- Theatrical release poster
- Directed by: Roberto Pérez Toledo
- Screenplay by: Roberto Pérez Toledo; Peter Andermatt;
- Starring: Verónica Echegui; Fernando Tielve; Álex García;
- Cinematography: Juan Antonio Castaño
- Edited by: José Manuel Jiménez
- Music by: David Cordero
- Production companies: La Mirada Producciones; Canarias Cultura en Red; Televisión Canaria; Generación 78;
- Distributed by: Alta Classics
- Release dates: 25 November 2011 (Canary Islands); 11 May 2012 (Spain);
- Country: Spain
- Language: Spanish

= Six Points About Emma =

2011 Spanish film by Roberto Pérez Toledo

Six Points About Emma (Seis puntos sobre Emma) is a 2011 Spanish comedy-drama film directed by Roberto Pérez Toledo. It stars Verónica Echegui as Emma, a selfish and manipulative blind woman hellbent on getting pregnant, alongside Fernando Tielve and Álex García.

== Plot ==
The plot follows Emma, a blind woman about to turn 30, who leaves her boyfriend over the latter's inability to father a child with her. To that end, she hooks up with Germán, a psychiatrist running a therapy for the disabled who is also taking advantage of her, videotaping their sexual activities. Nonetheless, love eventually shows up.

== Production ==
The screenplay was penned by Roberto Pérez Toledo and Peter Andermatt. The film was produced by La Mirada Producciones, Canarias Cultura en Red, and Generación 78 in association with Televisión Canaria. Shooting began on 29 November 2010. It was shot in Tenerife, including the consultation facilities of the Hospital Universitario de Canarias.

== Release ==
A pre-screening in Lanzarote, Tenerife and Gran Canaria was scheduled for 25 November 2011. The film was also included in the lineup of the 15th Málaga Film Festival's Zonacine section. Distributed by Alta Classics, the film received a wide theatrical release in Spain on 11 May 2012.

== Reception ==
Pere Vall of Fotogramas rated the film 3 out of 5 stars, highlighting Echegui and her acting flexibility as the best thing about the film.
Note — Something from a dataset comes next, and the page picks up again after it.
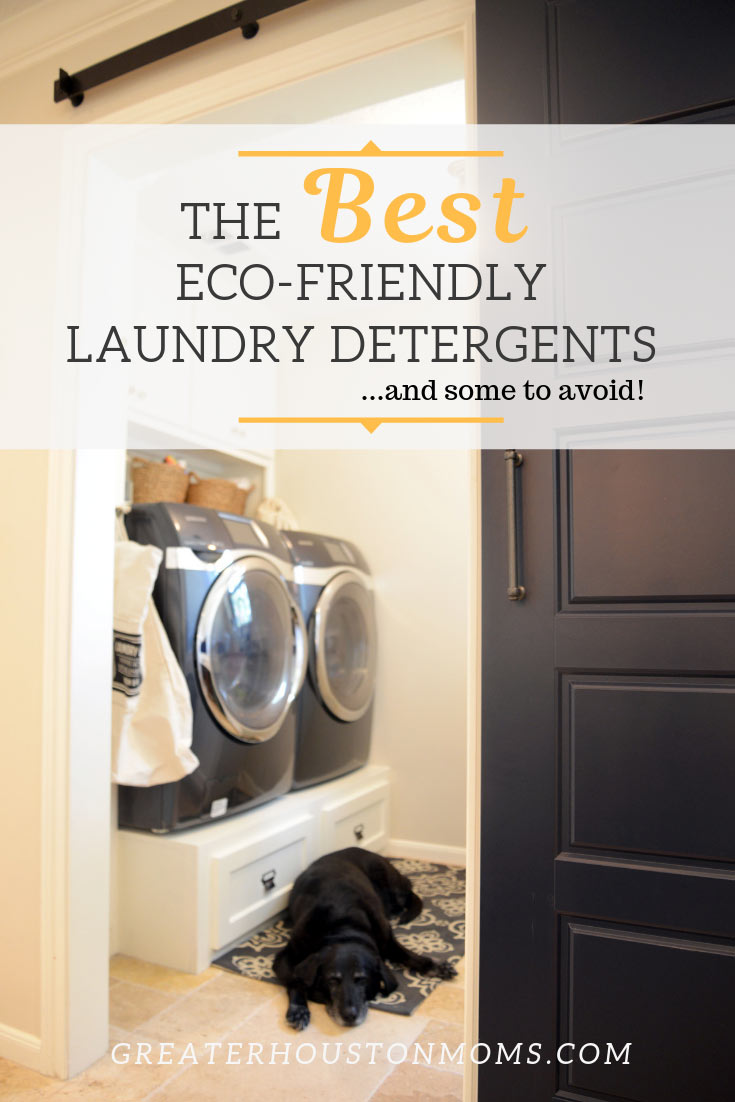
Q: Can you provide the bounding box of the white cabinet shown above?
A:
[320,780,390,853]
[210,814,316,949]
[117,766,390,972]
Sergio F. Pinilla of Cinemanía rated the film 3 1/2 out of 5 stars, considering that Pérez Toledo "reveals himself as a wonderful scriptwriter and director of actors", "gifted with a special sensitivity to dissect human relationships".

Lluís Bonet Mojica of La Vanguardia wrote of the film that, "far from stereotypical, and with remarkable performances, it falters at the end".